The CIIP heard from witnesses who criticized the injunctive relief provisions. Other witnesses at other hearings have criticized this also. In contrast, many others adamantly support limiting the availability of injunctions.
For the opponents the argument is basic. Patents are a form of intellectual property. The most important of the attributes of any property right is the right to exclude others from using the property. A property owner enforces exclusivity with an injunction. Hence, limiting the availability of injunctive relief goes to the heart of patent rights.
Gary Griswold testified at this hearing on behalf of the American Intellectual Property Law Association (AIPLA). He wrote in his prepared testimony that "AIPLA strongly opposes this provision. It would devalue the property right of patentees by undercutting their traditional right to injunctive relief against adjudged infringers. The impact would appear to be especially harsh on independent inventors who already face great difficulty in commercializing their patented inventions. It would likewise be equally harsh on universities which are precluded in many, if not most, cases from directly commercializing their inventions and which must therefore rely on licensing or selling their inventions. It would also set an extremely unfortunate precedent internationally for the United States by suggesting to other nations that there need be no patent exclusivity for all inventions - that other nations can also pick and choose the patented inventions for which they wish to grant exclusivity."
Carl Gulbrandson testified that the proposed legislation would inhibit university technology transfer systems. He opposed the section on injunctive relief, and other sections.

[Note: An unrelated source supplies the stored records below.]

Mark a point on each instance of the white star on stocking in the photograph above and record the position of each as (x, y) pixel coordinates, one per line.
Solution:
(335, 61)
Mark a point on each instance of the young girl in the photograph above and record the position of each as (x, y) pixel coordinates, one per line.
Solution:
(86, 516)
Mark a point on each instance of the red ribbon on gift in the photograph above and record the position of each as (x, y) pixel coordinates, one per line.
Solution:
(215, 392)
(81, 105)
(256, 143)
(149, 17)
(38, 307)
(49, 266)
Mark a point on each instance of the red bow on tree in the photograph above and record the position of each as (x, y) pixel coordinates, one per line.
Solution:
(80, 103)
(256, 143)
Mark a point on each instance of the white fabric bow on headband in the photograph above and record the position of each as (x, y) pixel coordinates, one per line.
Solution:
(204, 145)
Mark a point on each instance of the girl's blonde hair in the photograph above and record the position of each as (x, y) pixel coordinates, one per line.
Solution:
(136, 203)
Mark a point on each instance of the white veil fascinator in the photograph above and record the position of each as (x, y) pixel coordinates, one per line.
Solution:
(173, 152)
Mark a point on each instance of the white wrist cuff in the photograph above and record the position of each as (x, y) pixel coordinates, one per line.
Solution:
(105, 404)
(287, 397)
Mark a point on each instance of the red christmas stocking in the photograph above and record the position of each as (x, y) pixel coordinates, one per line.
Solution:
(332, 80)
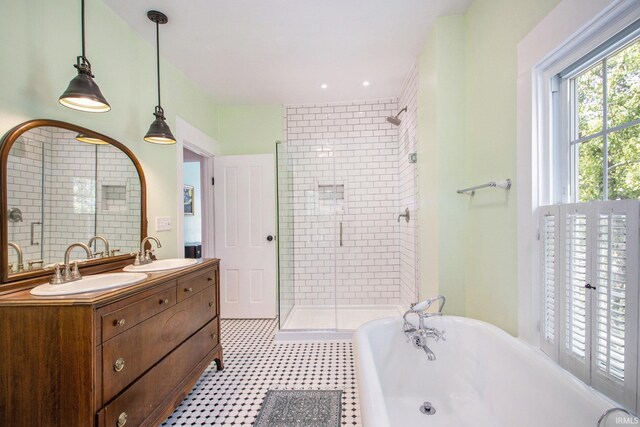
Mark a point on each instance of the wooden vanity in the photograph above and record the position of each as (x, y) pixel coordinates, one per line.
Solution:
(108, 359)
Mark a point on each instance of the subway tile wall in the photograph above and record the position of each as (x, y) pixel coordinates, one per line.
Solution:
(344, 166)
(24, 192)
(408, 188)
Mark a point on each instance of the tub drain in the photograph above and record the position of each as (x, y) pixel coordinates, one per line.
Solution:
(427, 409)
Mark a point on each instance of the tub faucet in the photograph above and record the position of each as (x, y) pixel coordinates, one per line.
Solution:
(144, 256)
(418, 336)
(104, 240)
(18, 250)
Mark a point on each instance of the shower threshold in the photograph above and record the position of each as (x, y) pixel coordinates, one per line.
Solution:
(319, 322)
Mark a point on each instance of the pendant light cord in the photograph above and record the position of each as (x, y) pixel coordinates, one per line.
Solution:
(158, 59)
(82, 26)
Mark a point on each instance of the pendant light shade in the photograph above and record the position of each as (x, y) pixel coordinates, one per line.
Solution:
(83, 93)
(159, 132)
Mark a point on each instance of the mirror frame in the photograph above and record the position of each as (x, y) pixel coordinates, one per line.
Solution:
(91, 266)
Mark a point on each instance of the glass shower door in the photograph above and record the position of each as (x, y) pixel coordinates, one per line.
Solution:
(308, 198)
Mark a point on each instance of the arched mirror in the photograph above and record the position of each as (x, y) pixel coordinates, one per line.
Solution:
(63, 184)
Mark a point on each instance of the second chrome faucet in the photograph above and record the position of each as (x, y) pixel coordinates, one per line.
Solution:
(144, 256)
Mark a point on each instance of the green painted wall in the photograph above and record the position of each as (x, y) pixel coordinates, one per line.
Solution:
(467, 136)
(40, 40)
(250, 129)
(440, 170)
(493, 29)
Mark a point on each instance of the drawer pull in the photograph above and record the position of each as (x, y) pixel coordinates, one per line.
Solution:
(122, 419)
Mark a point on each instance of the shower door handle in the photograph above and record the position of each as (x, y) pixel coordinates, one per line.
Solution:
(33, 224)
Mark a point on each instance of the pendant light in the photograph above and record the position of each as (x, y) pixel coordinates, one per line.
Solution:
(159, 132)
(83, 93)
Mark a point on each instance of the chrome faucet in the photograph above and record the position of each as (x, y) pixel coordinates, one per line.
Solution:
(418, 336)
(18, 250)
(104, 240)
(405, 215)
(144, 256)
(70, 274)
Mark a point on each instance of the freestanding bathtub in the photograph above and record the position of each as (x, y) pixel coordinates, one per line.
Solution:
(482, 377)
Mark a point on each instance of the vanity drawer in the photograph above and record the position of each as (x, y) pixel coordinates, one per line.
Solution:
(127, 317)
(140, 400)
(194, 283)
(122, 358)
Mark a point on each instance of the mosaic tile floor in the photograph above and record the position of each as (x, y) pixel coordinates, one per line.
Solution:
(253, 364)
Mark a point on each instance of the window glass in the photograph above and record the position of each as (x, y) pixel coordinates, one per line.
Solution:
(623, 86)
(623, 163)
(590, 96)
(618, 137)
(590, 163)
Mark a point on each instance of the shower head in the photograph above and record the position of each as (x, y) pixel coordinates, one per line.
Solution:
(395, 120)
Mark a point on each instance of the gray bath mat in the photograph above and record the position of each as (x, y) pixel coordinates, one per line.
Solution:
(301, 408)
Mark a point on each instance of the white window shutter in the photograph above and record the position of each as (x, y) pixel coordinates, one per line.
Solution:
(576, 243)
(549, 229)
(615, 301)
(592, 270)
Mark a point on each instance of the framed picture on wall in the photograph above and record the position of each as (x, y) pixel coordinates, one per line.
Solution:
(188, 199)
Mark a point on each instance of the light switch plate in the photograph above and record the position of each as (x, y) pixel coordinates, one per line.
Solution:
(163, 223)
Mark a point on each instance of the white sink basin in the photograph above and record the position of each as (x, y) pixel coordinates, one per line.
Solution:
(162, 264)
(96, 282)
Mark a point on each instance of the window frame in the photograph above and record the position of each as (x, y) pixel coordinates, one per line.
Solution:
(564, 120)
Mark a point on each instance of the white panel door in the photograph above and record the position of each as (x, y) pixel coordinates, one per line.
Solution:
(245, 227)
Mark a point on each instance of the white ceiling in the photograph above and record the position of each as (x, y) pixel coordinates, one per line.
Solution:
(281, 51)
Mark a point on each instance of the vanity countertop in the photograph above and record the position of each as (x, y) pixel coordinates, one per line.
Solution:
(23, 297)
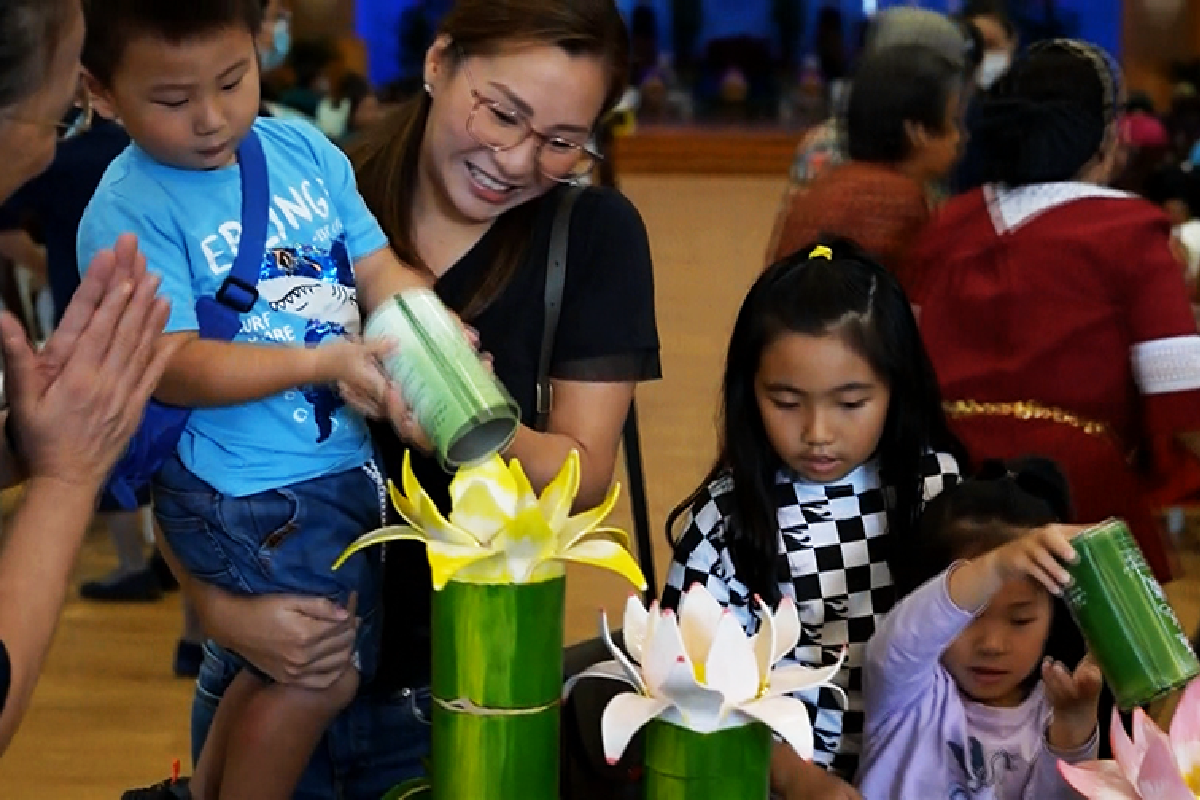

He also wrote in his prepared testimony [PDF] that "Elements of the Patent Act of 2005 represent the interests of a narrow group of companies from one or two industry sectors ..." (See, page 12.)
At the hearing, Rep. Howard Berman (D-CA), the ranking Democrat on the CIIP Subcommittee, began his five minutes for questions by scolding Gulbrandson. He said this statement is "preposterous" and "gets under my skin".
Gulbrandson is from the state of Wisconsin, and represents the Wisconsin Alumni Research Foundation. Two of the eighteen members of the Senate Judiciary Committee, Sen. Herb Kohl (D-WI) and Sen. Russ Feingold (D-WI), and the Chairman of the House Judiciary Committee, Rep. James Sensenbrenner (R-WI), represent the state of Wisconsin.
The House Judiciary Committee, and its CIIP Subcommittee, have a history of approving bills that are not approved by the full House and/or the Senate.
See also, prepared testimony of Josh Lerner of Harvard Business School. He and Adam Jaffe co-authored the book titled Innovation and Its Discontents: How Our Broken Patent System is Endangering Innovation and Progress, and What to Do About It. [Amazon].
The fourth witness was David Ravicher of the Public Patent Foundation. See, prepared testimony [10 pages in PDF]. He asserted that he speaks for the public interest on patents.
The photocopy of HR 2795 distributed to reporters at the hearing lists only one sponsor, Rep. Smith. Rep. Berman and Rep. Bob Goodlatte (R-VA) praised and defended the bill at the hearing. Rep. Zoe Lofgren (D-CA) praised the bill, but said that it is "not the final product". Rep. Darrell Issa (R-CA) said that he is a cosponsor, but went on to describe the bill as "a first cut". He also advocated changes not in the bill. For example, he said that patent specialization in the federal courts should be in the trial courts, not the appellate court. Rep. Adam Schiff (D-CA) stated that he supports "a lot" of the bill. Rep. William Jenkins (R-TN) and Rep. Chris Cannon (R-UT) attended, but did not express their views about the bill. Rep. Rick Boucher (D-VA), who is usually active on technology and intellectual property issues, did not attend this hearing.
Rep. Smith announced at the conclusion of the hearing that the CIIP
Subcommittee will mark up the bill on June 30.